Una cultura comprometida con la vida es aquella que fomenta los valores del respeto y la colaboración, del amor a la naturaleza, reduciendo o eliminando la cultura depredadora que no mide acciones cuando se trata de nuestro entorno ecológico y todo lo que en él se encuentra.
Desde la niñez aprender a vivir con y junto a los demás, desarrollando actitudes de respeto y aprecio hacia el otro, diferente de mí, pero igual que yo; aprender a apreciar, respetar y disfrutar el entorno natural, que como diría el Papa Francisco en la Encíclica “Laudato Si”, es como nuestra hermana, con la que compartimos la vida.
Una hermana, por lo demás, “que clama por el daño que le provocamos a causa del uso irresponsable y del abuso de los bienes que Dios ha puesto en ella”, diría el Papa fallecido. Se trata de una ética de la vida que nos eduque a todos en valores sólidos, promoviendo el respeto por la vida, la familia y el entorno.
Todos los seres humanos vivimos envueltos en emociones desde la infancia; emociones, muchas de ellas, que nos vienen por la vía de nuestra madre y otras, por la vía de nuestro padre. Algunas de estas emociones nos acompañan por siempre, como otras que desarrollamos debido a nuestras interacciones cotidianas.
Emociones que debemos aprender a reconocer en nosotros, disfrutándolas, cuando no nos hace daño ni hace daño a los demás, cuando nos ofrecen la oportunidad del gozo por la vida vivida, las metas y logros alcanzados; pero igual, a reconocerlas y controlarlas, si es que nos perturban, haciéndonos daños, como a los demás.
Es lo que me lleva a pensar que la educación en sus primeros años debe estar centrada en una pedagogía de la ternura, haciéndonos personas amorosas con nosotros mismos y los demás, con nuestro entorno y la naturaleza. Que nos haga sentir parte del cosmos, del universo inmenso en que vivimos y nos ha permitido la vida.

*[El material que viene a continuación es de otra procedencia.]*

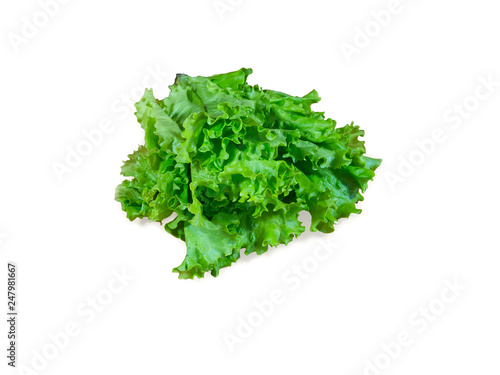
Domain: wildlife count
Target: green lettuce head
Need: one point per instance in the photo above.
(237, 164)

De igual manera, y desde el ministerio correspondiente, tomar muy en serio la salud mental, promoviendo políticas que permitan a las personas enfrentar la vida con todo lo que ella genera, desarrollando habilidades que nos permitan integrarnos de manera adecuada a nuestro entorno. La salud mental de cada uno tiene un valor intrínseco para el bienestar general.
Como lo que hicimos ayer, lo que hagamos hoy será un factor clave para nuestra satisfacción y como consecuencia, para nuestro bienestar y felicidad como sociedad. Permitamos entonces que nuestras decisiones en el ámbito social como ecológico esté guiado por los principios que nos han hecho humanos.